This code checks for the availability of physical GPU devices for use in TensorFlow.

In [None]:
import tensorflow as tf
print(tf.config.list_physical_devices('GPU'))


## Correlation analysis between PM2.5 and temporal parameters

In [None]:
import pandas as pd
import matplotlib.pyplot as plt
import seaborn as sns

# Assuming the df_interpolated DataFrame is already loaded and contains "date" and "pm2_5" columns
df_corr_an_pm_time = df_interpolated.copy()

# Convert the 'date' column to datetime type (if not already converted)
df_corr_an_pm_time['date'] = pd.to_datetime(df_corr_an_pm_time['date'], errors='coerce')
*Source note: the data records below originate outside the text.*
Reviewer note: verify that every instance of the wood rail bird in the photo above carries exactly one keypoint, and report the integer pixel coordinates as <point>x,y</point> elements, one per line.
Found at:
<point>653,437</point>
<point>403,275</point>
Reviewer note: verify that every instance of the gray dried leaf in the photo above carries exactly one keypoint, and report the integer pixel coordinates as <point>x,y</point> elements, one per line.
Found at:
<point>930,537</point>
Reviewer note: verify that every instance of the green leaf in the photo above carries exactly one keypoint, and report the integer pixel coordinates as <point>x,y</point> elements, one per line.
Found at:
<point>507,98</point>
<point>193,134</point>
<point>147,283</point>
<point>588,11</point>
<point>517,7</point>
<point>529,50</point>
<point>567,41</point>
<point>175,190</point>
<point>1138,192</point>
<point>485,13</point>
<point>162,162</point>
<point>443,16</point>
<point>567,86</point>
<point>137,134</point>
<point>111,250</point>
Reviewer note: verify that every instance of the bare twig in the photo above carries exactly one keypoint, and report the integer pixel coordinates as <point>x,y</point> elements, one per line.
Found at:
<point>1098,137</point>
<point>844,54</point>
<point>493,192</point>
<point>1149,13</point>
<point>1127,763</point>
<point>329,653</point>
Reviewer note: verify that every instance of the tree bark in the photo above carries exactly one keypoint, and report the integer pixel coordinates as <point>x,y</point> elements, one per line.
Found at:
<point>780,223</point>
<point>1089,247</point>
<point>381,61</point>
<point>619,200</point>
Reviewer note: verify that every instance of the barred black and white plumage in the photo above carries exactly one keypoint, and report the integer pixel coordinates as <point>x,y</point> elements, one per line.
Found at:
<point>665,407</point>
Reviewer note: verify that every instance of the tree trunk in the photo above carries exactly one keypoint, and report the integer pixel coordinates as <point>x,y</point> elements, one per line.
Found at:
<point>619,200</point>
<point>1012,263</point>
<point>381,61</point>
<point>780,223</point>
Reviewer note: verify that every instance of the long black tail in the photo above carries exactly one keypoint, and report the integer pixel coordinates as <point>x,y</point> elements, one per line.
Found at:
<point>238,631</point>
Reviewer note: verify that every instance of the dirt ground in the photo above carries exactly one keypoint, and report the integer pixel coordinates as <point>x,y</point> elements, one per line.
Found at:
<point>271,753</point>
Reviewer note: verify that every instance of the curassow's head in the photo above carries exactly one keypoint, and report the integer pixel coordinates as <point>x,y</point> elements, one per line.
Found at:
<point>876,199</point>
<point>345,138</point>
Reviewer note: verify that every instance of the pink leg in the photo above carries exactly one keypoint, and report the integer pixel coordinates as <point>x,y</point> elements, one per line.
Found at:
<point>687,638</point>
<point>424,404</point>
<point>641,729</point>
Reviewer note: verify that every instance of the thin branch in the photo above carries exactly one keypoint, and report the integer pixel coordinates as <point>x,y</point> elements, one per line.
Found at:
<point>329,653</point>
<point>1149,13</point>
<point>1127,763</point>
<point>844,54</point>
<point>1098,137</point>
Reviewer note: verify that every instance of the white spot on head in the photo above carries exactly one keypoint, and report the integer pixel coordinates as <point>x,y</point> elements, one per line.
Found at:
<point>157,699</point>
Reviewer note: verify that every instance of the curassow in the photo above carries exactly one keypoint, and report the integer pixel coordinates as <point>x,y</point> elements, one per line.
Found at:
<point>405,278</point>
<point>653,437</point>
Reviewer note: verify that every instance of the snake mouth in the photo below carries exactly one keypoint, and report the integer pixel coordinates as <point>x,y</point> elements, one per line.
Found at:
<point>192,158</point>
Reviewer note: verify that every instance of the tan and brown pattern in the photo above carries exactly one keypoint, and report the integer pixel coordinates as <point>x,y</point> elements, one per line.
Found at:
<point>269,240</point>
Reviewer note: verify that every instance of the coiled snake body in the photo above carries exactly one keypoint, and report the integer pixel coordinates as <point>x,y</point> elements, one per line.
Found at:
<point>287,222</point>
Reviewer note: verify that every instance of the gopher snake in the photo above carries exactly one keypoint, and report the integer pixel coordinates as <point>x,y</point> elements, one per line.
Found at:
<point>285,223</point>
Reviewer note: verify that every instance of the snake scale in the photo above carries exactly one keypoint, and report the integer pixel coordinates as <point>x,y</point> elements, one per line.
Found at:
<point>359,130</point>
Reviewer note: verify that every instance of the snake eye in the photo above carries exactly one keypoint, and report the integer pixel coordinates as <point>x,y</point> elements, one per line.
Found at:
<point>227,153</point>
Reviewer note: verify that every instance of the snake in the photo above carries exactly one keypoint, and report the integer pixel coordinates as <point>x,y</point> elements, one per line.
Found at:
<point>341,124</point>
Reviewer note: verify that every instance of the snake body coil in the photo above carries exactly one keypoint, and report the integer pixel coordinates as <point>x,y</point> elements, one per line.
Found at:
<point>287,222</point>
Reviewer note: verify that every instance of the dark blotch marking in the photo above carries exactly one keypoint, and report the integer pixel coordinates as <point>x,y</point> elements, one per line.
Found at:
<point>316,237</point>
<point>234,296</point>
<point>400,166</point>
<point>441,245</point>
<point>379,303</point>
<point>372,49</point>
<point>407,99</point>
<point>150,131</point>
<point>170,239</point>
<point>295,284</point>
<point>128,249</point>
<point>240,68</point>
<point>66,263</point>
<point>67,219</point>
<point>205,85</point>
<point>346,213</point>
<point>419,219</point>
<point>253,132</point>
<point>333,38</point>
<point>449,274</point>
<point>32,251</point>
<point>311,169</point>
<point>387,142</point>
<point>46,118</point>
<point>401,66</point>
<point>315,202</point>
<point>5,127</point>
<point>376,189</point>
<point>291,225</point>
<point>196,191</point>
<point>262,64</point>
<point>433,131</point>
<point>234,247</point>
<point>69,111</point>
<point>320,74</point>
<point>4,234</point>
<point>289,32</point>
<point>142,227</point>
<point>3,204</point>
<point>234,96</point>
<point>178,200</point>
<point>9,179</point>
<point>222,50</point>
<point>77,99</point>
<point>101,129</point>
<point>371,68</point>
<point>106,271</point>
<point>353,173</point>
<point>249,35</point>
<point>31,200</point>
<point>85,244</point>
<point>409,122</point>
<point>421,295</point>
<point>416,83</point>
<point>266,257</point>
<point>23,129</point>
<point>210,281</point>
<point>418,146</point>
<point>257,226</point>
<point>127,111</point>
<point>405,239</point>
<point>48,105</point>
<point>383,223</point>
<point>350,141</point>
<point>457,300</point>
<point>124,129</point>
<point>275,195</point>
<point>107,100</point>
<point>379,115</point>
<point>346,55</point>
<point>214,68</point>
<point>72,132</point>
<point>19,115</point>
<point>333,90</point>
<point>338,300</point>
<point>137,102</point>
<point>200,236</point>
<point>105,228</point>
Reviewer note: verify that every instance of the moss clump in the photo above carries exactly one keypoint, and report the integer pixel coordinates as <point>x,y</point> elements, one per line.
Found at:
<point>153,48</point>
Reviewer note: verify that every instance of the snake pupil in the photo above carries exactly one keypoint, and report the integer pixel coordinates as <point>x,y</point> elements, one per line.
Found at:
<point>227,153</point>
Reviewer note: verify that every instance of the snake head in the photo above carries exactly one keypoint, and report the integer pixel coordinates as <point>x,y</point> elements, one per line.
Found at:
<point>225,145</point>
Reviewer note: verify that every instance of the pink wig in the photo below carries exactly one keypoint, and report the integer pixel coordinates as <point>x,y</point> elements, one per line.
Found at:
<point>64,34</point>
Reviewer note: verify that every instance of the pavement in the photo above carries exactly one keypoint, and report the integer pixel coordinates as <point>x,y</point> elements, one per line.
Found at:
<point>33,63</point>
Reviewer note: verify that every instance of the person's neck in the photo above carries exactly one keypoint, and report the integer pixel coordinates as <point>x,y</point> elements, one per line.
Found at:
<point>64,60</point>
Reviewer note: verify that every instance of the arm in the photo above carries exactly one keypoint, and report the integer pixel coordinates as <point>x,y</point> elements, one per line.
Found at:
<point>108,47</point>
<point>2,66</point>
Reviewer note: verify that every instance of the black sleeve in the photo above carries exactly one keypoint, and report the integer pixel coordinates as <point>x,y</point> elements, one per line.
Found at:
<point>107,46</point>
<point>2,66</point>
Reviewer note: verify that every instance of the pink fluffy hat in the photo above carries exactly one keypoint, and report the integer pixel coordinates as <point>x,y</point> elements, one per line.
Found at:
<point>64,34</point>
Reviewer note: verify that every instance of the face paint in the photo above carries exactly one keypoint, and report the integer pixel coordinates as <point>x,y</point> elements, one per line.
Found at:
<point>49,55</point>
# Extract temporal features
df_corr_an_pm_time['month'] = df_corr_an_pm_time['date'].dt.month
df_corr_an_pm_time['day'] = df_corr_an_pm_time['date'].dt.day
df_corr_an_pm_time['hour'] = df_corr_an_pm_time['date'].dt.hour
df_corr_an_pm_time['dayofweek'] = df_corr_an_pm_time['date'].dt.dayofweek
# Simple seasonal feature: 1 ‚Äì winter, 2 ‚Äì spring, 3 ‚Äì summer, 4 ‚Äì autumn
df_corr_an_pm_time['season'] = df_corr_an_pm_time['month'] % 12 // 3 + 1

# Select columns for correlation analysis
cols = ['pm2_5', 'month', 'day', 'hour', 'dayofweek', 'season']
corr_matrix = df_corr_an_pm_time[cols].corr(method='pearson')

# Display the correlation matrix
print("Pearson Correlation Matrix:")
print(corr_matrix)

# Visualization using a heatmap
plt.figure(figsize=(8, 6))
sns.heatmap(corr_matrix, annot=True, cmap='coolwarm', fmt=".2f")
plt.title("Pearson Correlation Matrix: PM2.5 and Temporal Features")
plt.show()


In [None]:
import pandas as pd
import numpy as np
import matplotlib.pyplot as plt
import seaborn as sns
import os
from scipy import stats

# Adjust font sizes
plt.rcParams.update({
    'font.size': 14,  # Increase base font size
    'axes.titlesize': 16,  # Plot title size
    'axes.labelsize': 14,  # Axis label size
    'xtick.labelsize': 14,  # X-axis tick label size
    'ytick.labelsize': 14   # Y-axis tick label size
})

# Create a directory to save results if it doesn't exist
output_dir = 'output_diagrams'
if not os.path.exists(output_dir):
    os.makedirs(output_dir)

# Load data
df = pd.read_csv("df_data_prepared.csv")
df['date'] = pd.to_datetime(df['date'])

# Extract temporal features
df['hour'] = df['date'].dt.hour
df['day_of_week'] = df['date'].dt.dayofweek  # 0 = Monday, 6 = Sunday
df['month'] = df['date'].dt.month
df['season'] = (df['date'].dt.month % 12 // 3 + 1)  # 1-Winter, 2-Spring, 3-Summer, 4-Autumn

# Select features for correlation analysis
features = ['pm2_5', 'hour', 'day_of_week', 'month', 'season']
df_corr = df[features].dropna()

# Calculate Pearson and Spearman correlations
pearson_corr = df_corr.corr(method='pearson')
spearman_corr = df_corr.corr(method='spearman')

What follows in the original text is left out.